L’enchantement s’est poursuivi au sein de cette  dynastie de vignerons connaissant chaque détail de la nature, des gens chaleureux et généreux, s'étant mis en tête de faire connaître au breton incrusté toutes les merveilles de leur table, jusque dans son nid de salade féroce, la broucheto d'auceloun, qui m’a aussitôt précipité dans les pages de mon cher Pagnol. Puis ce furent au fil des ans toutes les cueillettes de chaque saison, les herbes, les morilles, les asperges sauvages, les cerises, les amandes, le lavandin, les sanguins ... à chaque pas ses lumières et son parfum.

Depuis, j’ai quand même découvert des endroits magnifiques sur ce littoral, y compris Nice que j'aime bien désormais,  mais j’y vais peu sur cette côte provençale, surtout pour le travail ou pour rendre visite  aux vignerons de Cassis et Bandol.

cezanne

N’empêche que cette mer sans marée, je ne parviens pas bien à m’y habituer. Je me souviens d’un matin à Marseille, arrivé très en avance pour un rendez-vous sur la Cannebière, je me baladais sur le Vieux Port en contemplant l’étal des marchandes de poisson (on ne se refait pas), quand tout à coup, il eut des coups de feu, tout le monde s’est mis à courir. J’ai alors foncé instinctivement en direction de la mer  (on ne se refait toujours pas), avec l’idée confuse de trouver un escalier où me planquer si çà dégénérait vraiment.

Observez  bien les quais de Manche et d’Atlantique, ils sont toujours munis d’escaliers ou d’échelons, et d’une jetée de mise à l’eau; nulle part dans les ports de Méditerranée ils n'ont pensé à en installer. Renseignement pris, c’était un policier qui avait tiré en l’air pour intimider un fada agressant l’un de ses collègues à coups de boules de pétanque, çà ne s’invente pas, même un vendredi vers 8H30 sur le Vieux Port…

L’un des endroits où je me rends le plus souvent désormais, c’est Avignon, tant pour le boulot que parce qu’une partie de la famille de Sylvie y est établie. J’ai désormais une raison de plus d’y aller, car tout près à Cavaillon, sur une colline un peu hors du temps, m’attend un verre sous les oliviers, chez Garance qui nous a accueili lors de ce fameux évènement, ce n’est pas tous les jours qu’on rencontre un esprit libre et généreux, merci pour ces moments.

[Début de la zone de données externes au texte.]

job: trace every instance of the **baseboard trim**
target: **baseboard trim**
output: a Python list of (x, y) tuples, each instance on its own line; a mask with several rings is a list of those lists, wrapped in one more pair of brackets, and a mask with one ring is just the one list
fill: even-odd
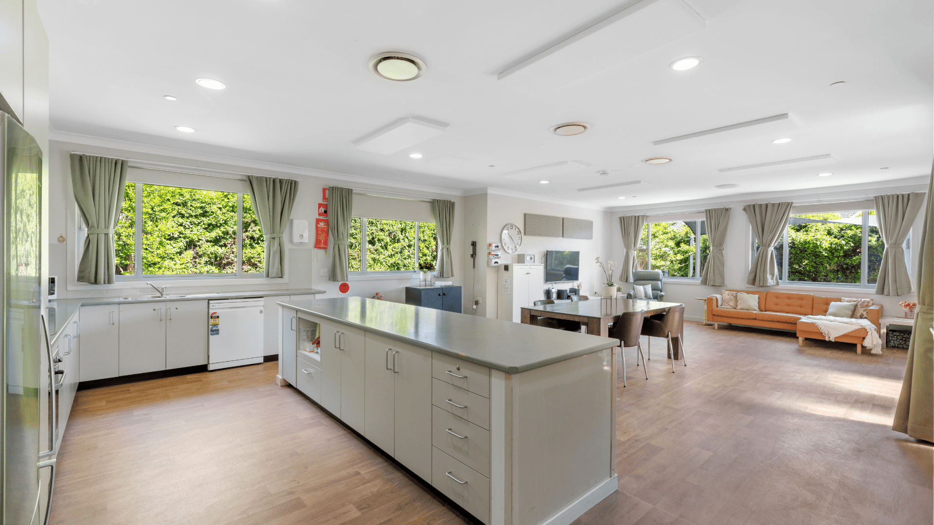
[(558, 514), (545, 519), (542, 525), (570, 525), (585, 512), (593, 508), (607, 496), (616, 492), (619, 489), (619, 478), (616, 475), (603, 481), (600, 485), (590, 489), (583, 496), (574, 500), (571, 504), (558, 511)]
[(176, 376), (188, 376), (189, 374), (199, 374), (201, 372), (207, 372), (206, 364), (186, 366), (184, 368), (173, 368), (172, 370), (157, 370), (155, 372), (145, 372), (143, 374), (134, 374), (132, 376), (105, 377), (103, 379), (93, 379), (91, 381), (81, 381), (78, 384), (78, 390), (84, 390), (88, 389), (99, 389), (101, 387), (112, 387), (114, 385), (125, 385), (127, 383), (149, 381), (150, 379), (162, 379), (163, 377), (175, 377)]

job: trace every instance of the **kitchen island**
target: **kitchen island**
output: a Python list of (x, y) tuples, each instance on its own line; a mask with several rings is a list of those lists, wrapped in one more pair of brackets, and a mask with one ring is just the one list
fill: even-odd
[(359, 297), (278, 305), (282, 379), (480, 521), (566, 525), (616, 490), (618, 340)]

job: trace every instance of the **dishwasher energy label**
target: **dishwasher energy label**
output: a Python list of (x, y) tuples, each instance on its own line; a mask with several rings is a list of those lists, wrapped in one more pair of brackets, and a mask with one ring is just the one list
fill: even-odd
[(211, 318), (208, 321), (208, 326), (210, 327), (210, 334), (218, 335), (220, 333), (220, 315), (217, 312), (211, 312)]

En Avignon existe un endroit que je verrais bien classé au patrimoine mondial de la convivialité, ce sont les Halles. Quoiqu’il arrive et quelque soit mon emploi du temps, il y a toujours un moment où j’entre toutes papilles en éveil dans cette enceinte où s’enchevêtrent marchands et comptoirs où prendre un verre et manger un morceau. Pour tout vous avouer, c’est l’unique endroit où j’achète mes anchois allongés à l’huile depuis des années, par lot d’un kilo. Ils sont agrémentés de quelques herbes et ont une texture et une saveur fantastique. Mes anchois au sel proviennent quant à eux de chez Roque ou de chez Desclaux à Collioure.

Vous vous doutiez bien qu’après ces souvenirs, je finirai bien par vous parler des anchois, je laisse de côté les considérations écologiques que j’ai eu l’occasion d’évoquer ici, pour un peu de leçon de choses à ma façon.

Quelques considérations essentielles sur l’anchois

L'anchois s'ébat dans la mer où il nage. C'est un petit poisson gentil qui vit en bancs comme certains déshérités. Ses besoins sont donc modestes, mais il préfère s'allonger dans l'huile d'olive, plutôt que sur un banc qu'il connaît mal. C'est pourquoi on a souvent la surprise de trouver des anchois douillettement serrés les uns contre les autres dans des boîtes d'huile d'olive.

D'un point de vue historique, le premier anchois à marquer l'histoire fut Saint Anchois d'Assises, mais sa doctrine ne s'implanta pas longtemps, car les anchois préférèrent nettement à la position assise celle allongée dans l'huile, voire roulée autour d'une câpre. Par la suite vint le célèbre monarque Anchois Premier, célèbre pour ses campagnes d'Italie. C'est depuis cette époque bénie que l'on trouve des anchois sur les pizzas.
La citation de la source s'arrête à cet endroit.